2. Education on law and technology

Most of our current, and nearly all of our potential digital library patrons are ignorant of copyright law, contract law, and the social issues we outlined above. We need to find ways to educate these populations so they can make informed decisions. This includes information for content creators and providers as well as for content users.

3. Can a sufficiently rich database about users support mechanical access?

Clauses in contracts (e.g. "You can display this document for educational purposes") are not computable and hence not automatically enforceable. While one might find practical approximations for circumscribed domains (e.g., limiting access to a fixed set of users operating at certain places, etc.), this is unlikely to scale. A single individual might want to access a document under different terms and conditions, say sometimes as a law student, sometimes as an intern in a law firm. A useful direction might be to develop a more sophisticated "user metadata" infrastructure, in which user roles are assigned from a (multiple) hierarchy of user authorization classes. Purposes may then be derived from the interaction between the authorization classes and the desired use. Institutions acting as user metadata authorities could perform a number of useful functions: from assigning and guaranteeing user roles, to protecting user privacy, to delegation of subordinate authority.

To develop such a database raises issues of scaling, as the number of users (and the number of separate domains from which it is drawn) grows. Even within a single domain (such as a university library's user database) the constant updating of user information may be difficult, and these difficulties may be compounded by scale (as when, for example, attempts are made to represent the users of all university libraries in a region or country). To the extent that user databases representing different domains are managed differently for updating purposes, the scope of the problem grows still further. There are also considerable privacy issues to address.

Conclusion

The diversity of backgrounds brought each of us perspectives we did not have in our home communities. Further progress requires more interdisciplinary work. In the digital library community, librarians and computer scientists have begun to learn to work together, but now we know that we will have to enlarge that circle considerably.
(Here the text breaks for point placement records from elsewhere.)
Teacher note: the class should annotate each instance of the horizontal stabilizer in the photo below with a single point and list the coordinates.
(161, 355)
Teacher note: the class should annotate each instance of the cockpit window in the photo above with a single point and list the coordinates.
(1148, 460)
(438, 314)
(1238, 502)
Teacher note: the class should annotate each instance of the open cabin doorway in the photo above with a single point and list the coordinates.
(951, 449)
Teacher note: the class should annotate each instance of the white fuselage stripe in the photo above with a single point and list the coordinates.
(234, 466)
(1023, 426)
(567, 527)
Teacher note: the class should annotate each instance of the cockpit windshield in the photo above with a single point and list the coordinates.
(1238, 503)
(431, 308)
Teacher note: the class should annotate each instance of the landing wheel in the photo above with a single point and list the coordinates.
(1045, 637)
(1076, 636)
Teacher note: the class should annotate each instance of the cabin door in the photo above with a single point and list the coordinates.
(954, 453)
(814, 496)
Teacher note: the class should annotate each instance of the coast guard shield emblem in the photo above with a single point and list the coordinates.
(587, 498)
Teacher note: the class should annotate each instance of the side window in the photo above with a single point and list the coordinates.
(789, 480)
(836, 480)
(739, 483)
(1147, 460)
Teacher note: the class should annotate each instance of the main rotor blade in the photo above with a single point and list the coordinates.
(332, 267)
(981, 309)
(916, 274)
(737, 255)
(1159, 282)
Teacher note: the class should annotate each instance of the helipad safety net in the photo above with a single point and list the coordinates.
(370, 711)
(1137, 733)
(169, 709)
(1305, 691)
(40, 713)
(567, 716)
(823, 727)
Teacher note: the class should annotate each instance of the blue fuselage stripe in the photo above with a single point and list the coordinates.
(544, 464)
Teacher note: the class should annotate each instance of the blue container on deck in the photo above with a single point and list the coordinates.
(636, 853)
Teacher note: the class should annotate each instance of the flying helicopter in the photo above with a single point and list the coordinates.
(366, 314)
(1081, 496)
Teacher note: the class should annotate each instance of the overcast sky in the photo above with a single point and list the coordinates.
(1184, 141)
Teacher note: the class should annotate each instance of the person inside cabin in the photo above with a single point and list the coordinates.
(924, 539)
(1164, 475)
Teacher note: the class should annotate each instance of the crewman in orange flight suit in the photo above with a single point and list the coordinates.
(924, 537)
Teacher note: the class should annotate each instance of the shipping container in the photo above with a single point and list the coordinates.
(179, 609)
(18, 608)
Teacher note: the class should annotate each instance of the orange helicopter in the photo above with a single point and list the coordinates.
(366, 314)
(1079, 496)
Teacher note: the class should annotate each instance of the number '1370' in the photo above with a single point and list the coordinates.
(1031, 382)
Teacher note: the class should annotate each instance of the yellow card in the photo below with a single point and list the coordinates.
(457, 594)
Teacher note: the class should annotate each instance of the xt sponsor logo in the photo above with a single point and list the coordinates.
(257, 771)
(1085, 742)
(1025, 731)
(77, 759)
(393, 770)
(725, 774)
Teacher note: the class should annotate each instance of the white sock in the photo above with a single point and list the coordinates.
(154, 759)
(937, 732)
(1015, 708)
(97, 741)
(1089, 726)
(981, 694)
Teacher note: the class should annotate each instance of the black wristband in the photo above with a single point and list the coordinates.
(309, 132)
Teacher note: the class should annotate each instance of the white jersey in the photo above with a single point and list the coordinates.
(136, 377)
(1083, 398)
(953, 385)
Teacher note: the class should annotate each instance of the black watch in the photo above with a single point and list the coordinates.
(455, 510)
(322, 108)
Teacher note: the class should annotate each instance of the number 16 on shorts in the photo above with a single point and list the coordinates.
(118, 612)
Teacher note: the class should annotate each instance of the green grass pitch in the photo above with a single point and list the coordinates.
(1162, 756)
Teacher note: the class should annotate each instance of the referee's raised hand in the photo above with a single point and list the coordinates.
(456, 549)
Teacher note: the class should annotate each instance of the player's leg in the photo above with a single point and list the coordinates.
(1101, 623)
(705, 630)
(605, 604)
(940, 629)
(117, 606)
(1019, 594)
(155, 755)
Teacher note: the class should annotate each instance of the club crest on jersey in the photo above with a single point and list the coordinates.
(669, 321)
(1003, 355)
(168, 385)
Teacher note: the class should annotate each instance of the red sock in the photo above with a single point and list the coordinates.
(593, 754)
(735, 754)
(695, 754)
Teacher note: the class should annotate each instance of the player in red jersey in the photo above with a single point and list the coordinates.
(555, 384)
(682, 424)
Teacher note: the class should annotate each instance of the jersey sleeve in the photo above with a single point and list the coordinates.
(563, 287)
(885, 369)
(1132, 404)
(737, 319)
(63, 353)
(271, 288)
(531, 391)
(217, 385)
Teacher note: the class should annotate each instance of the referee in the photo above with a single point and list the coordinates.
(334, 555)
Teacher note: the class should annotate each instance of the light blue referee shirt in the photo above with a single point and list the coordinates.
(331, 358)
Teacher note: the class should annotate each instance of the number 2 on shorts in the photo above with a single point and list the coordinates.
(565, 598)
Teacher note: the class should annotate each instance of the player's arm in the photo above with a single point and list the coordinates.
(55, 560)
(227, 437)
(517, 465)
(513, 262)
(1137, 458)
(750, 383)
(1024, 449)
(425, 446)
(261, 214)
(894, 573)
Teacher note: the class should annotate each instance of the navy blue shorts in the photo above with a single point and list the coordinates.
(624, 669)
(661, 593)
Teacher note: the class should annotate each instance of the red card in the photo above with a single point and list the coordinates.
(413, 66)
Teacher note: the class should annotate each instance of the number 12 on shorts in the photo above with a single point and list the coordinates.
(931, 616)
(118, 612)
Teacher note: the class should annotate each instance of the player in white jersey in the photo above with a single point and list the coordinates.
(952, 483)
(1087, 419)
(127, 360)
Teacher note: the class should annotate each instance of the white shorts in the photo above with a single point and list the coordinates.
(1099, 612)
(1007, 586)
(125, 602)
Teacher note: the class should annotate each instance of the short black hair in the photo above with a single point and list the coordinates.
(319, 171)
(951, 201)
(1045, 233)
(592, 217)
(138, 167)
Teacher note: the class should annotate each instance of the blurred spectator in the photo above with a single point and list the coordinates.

The final workshop report, which includes reports from our four breakout groups, was published as part of the NSF-DARPA-NASA Digital Libraries Initiative Workshop Publication Series. It is available in hard copy from the Digital Libraries Initiative Publications Workshop Series at the University of Illinois at Urbana-Champaign, or from the Terms and Conditions home page. We will continue to update this page as a reference source for ongoing work on the technologies of terms and conditions.

Acknowledgements

We thank Steven M. Griffin and our advisory board (Carl Lagoze, David Millman, and William Y. Arms) for guidance in planning and executing the workshop, the participants for attending, Deborah Wolfe for transcriptions, and the Information Technology and Organizations Program in the Division of Information, Robotics and Intelligent Systems of the Directorate for Computer and Information Science and Engineering of the National Science Foundation for its sponsorship The opinions expressed herein are those of the authors alone, not the government.